Although he was unable to add another win after Slovenie, Urán's end-of-the-season was considerably less stressful than the year before, when Jonathan Vaughters' Slipstream program was in danger of folding because of sponsor troubles. In his off-season this year, Urán hosted several European riders - including four-time Tour de France winner Chris Froome of Team Sky - in Colombia for the Giro de Rigo. The 140km recreational ride drew thousands of participants and fans, as well as fellow Colombian pros Sergio Henao, Sebastian Henao, Egan Bernal, Alvaro Hodeg, Fernando Gaviria, Dani Martinez and Julian Cardonas.
The enthusiasm among the spectators at the Giro de Rigo was obvious, and it reinforced the impression of the cycling-mad country that was on display last year at the Colombia Oro y Paz, the precursor to this year's Tour Colombia 2.1.
"We will have the best fans," Urán said in an interview published on the race website. "This will be better than the Tour de France. The people of Colombia, and especially of Medellín, are very fond of cycling. They follow the Colombian cyclists a lot, and watching them compete up close, it will be the best."
Urán also revealed that, aside from the pride of bringing top riders and teams to the his native land and wanting to perform well in front of the crowds, he is also motivated and well-prepared to get his season started.
"I am preparing every day, training and enjoying it," Urán said. "I'm very happy, also, that this race will take place here in Medellín. For me, it is an honour to compete here at home and on the roads where I train every day. It's going to be a wonderful thing for me and for the people of Antioquia.
"There will be a high level because the route is hard," he said of the competition. "We are going to have a battle in the Alto de las Palmas [the final climb of the final stage - ed.] that will be a very demanding stage. There will be big time differences. It is going to be a very demanding route where there will be opportunities for everyone."
Urán was third in last year's Oro y Paz race behind winner Bernal and runner-up Nairo Quintana (Movistar), both of whom are expected to return this year.
Froome will be among the competitors expected at the race, with Team Sky, Movistar and EF Education First among the seven WorldTour teams. Deceuninck-QuickStep, Astana, Bahrain-Merida and UAE Team Emirates will also be on the start line in Medellin.
Deceuninck-QuickStep has already committed Julian Alaphilippe, Bob Jungels and Alvaro Hodeg to the race, while Sergio Henao is expected with UAE Emirates, his new team. Astana will to send Colombian Miguel Angel Lopez.
All of the WorldTour teams will likely bring their Colombian riders, and after the Colombian Road Nationals on February 1-3, all of them should be in good form. Add in a host of Pro Continental and hungry Continental teams, and the field should have more than its fare share of motivation and talent.

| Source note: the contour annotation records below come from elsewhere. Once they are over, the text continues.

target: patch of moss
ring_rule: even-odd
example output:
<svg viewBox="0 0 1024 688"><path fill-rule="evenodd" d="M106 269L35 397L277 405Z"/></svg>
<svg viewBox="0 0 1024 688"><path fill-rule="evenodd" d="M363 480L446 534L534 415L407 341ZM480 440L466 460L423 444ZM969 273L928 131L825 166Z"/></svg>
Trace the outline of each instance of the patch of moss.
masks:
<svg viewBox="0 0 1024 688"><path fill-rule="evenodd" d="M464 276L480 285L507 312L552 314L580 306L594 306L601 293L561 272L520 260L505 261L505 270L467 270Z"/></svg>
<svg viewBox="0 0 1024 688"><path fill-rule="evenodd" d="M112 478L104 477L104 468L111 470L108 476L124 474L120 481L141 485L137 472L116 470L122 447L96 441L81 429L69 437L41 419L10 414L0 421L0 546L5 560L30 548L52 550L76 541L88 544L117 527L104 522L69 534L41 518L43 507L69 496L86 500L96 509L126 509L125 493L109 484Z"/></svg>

"We are going well," Urán said. "We will have already had the national championships so that the cyclists who were in Europe could race. Then we will do this race, which is very beautiful, and it's very important that people enjoy it a lot and that it leaves many good things for the country."

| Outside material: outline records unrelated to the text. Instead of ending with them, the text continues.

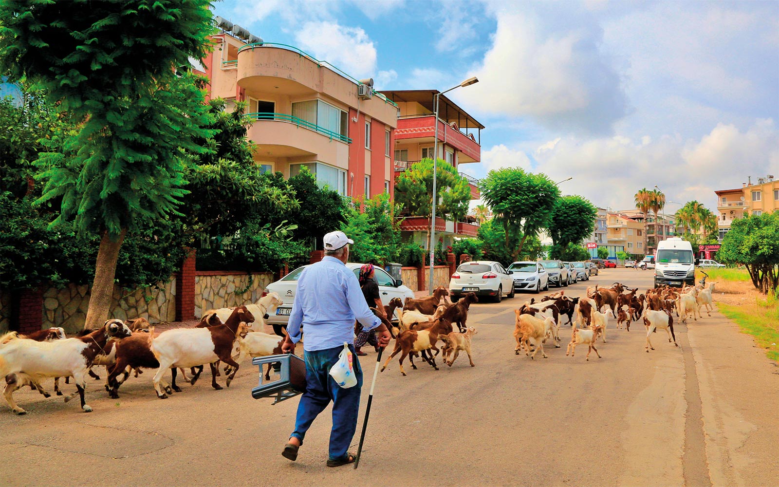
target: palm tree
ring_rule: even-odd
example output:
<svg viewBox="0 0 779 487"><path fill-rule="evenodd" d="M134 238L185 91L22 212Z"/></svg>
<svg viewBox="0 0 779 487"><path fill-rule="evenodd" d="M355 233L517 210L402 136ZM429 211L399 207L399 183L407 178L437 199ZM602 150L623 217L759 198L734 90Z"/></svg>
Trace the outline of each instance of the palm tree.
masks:
<svg viewBox="0 0 779 487"><path fill-rule="evenodd" d="M663 192L660 191L659 189L654 189L652 191L652 202L650 206L651 206L652 208L652 213L654 214L654 221L655 221L654 228L657 228L657 218L659 217L658 214L660 213L661 210L665 207L665 195L663 194ZM661 222L660 228L661 231L662 232L661 236L666 237L667 235L665 235L665 224L664 222ZM655 234L657 234L657 231L655 231Z"/></svg>
<svg viewBox="0 0 779 487"><path fill-rule="evenodd" d="M646 188L641 188L639 189L638 192L636 193L636 208L643 214L643 251L644 253L647 252L647 214L649 213L650 209L652 207L652 199L654 198L653 192L647 189Z"/></svg>
<svg viewBox="0 0 779 487"><path fill-rule="evenodd" d="M476 216L476 219L479 221L479 224L481 225L489 219L489 208L487 207L487 205L481 203L474 208L474 214Z"/></svg>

Despite the local enthusiasm for racing and following the top pros, Urán suggested the Colombian federation that runs the event shouldn't be in too much of a hurry to push the race toward WorldTour status.
"Having a WorldTour race would also be possible, but many Colombian teams could not participate," he said. "It is something that we must continue evaluating. I think that as we are now we are fine, because we are going to have the best teams in the world with this race."
Urán said the next step for Colombian cycling should be to create a Colombian team with a good sponsor and Colombian riders who would be in the Tour de France and in the big European races.
"Every year some of us have been on the podium of the big races, and hopefully this year will be the same," Urán said.